What are the best non-SQL databases

NoSQL at a glance

The rise of NoSQL databases challenges the traditional relational database model as the solution to all problems - not just in theory but in practice as well. At its core, NoSQL does not mean a fundamental rejection of SQL: NoSQL stands for "Not Only SQL" (not just SQL) than for "No SQL" (no SQL). Interestingly, the new trend takes up database models that have been forgotten in the past for a variety of reasons. The innovation takes place primarily through practical developments - often on the basis of open source software - and not in the form of database theoretical considerations. NoSQL, which I have already mentioned, is not a magic bullet for all database requirements.

The current NoSQL trend is not the first time that the relational SQL database has come under fire. In the 1990s, for example, object-oriented databases made a name for themselves. At first glance, they offered developers a way out of the laborious process of converting their data objects into rows and columns. In practice, however, the implementations of object-oriented databases were often very complex and fragile, so that disaffected developers began looking for better options again. As a result, the object-relational mapper (ORM) emerged, which did a large part of the conversion work of data objects for storage in an SQL database.

The current NoSQL databases have a few features in common: They usually do without the rigid schemas of the tables of their relational counterparts. As schema-free databases, they use more flexible techniques to determine how data is stored; or you leave that completely to the applications. It is named after the use of protocols other than SQL for communication with the clients. The architecture of many NoSQL databases is designed for scalability, so that large amounts of data can be managed in a cluster of standard systems instead of being stored on a single super server.

On closer inspection, the various NoSQL versions can be divided into four main categories: document-oriented databases ("document stores"), key-value databases, column-oriented databases and graph databases.

Document-oriented databases: CouchDB

Document-oriented databases store "texts" of any length with unstructured information and enable searches based on document content. An example document would be the following:

The stored documents do not have to contain the same fields: a database query for would only find documents that contain the field "First Name" with the value "Wallace". XML databases are document-oriented databases with semi-structured data.

CouchDB is a typical representative of the document-oriented genre. The database stores documents as in the example above. Queries - so-called views - are defined in CouchDB with the help of Javascript functions. When called, they create entries in an index. Views can contain a "Reduce" function that prepares the search results as a sorted list for further filtering or evaluation.

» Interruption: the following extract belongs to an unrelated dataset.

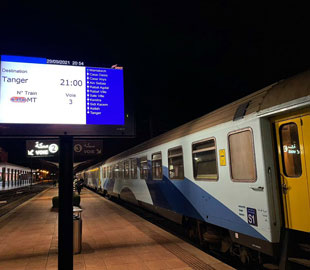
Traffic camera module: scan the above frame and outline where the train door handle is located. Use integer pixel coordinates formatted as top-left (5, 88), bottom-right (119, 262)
top-left (250, 186), bottom-right (264, 191)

The views themselves are stored on the server as CouchDB documents. They can be reactivated and updated at any time. By keeping the results available, the server load can be reduced.

As a distributed database system with an efficient replication mechanism between different systems, CouchDB can be easily scaled. The replication also works with systems that are not always online. Canonical's storage service Ubuntu One, for example, relies on CouchDB to synchronize data between client PCs. The BBC also uses the database as an internal data storage facility for the various web services of the English radio and television broadcaster.

More information about CouchDB can be found in the English-language CouchDB book and on the CouchDB website, which is located under the umbrella of the Apache Foundation.

Graph databases: Neo4J

One of the most resource-intensive and complicated things that can be stored in an SQL database is the relationship between different elements - for example the network of friends, followers, etc. in a social network. It may take multiple queries in an SQL database to iterate over a relationship.

Graph databases focus on representing data as nodes and relationships between nodes. Neo4J is an example of this type of database. Instead of conventional data sets, nodes are created here, which are linked to one another through the relationships that are defined between them. An example in Java code:

Two nodes are created here. A relationship OWNS - "owns" - exists between these two elements, which is defined elsewhere as a simple enum.

Information about the nodes and their relationships are saved as properties:

The first knot (Wallace) owns the second knot (Grommit) - he pays dog tax. Based on this simple model, it is easy to create graphs of relationships that can be easily traversed.

Another example of a graph database is FlockDB, a creation of the Twitter developers. It was specially created to show who is following whom on the microblogging platform.

Graph databases show their strengths in the representation of elements in which the relationships to one another are the focus. It is true that non-relational information can also be stored in a graph database, but the question quickly arises as to how useful this is.

More information on Neo4J can be found on the project's website.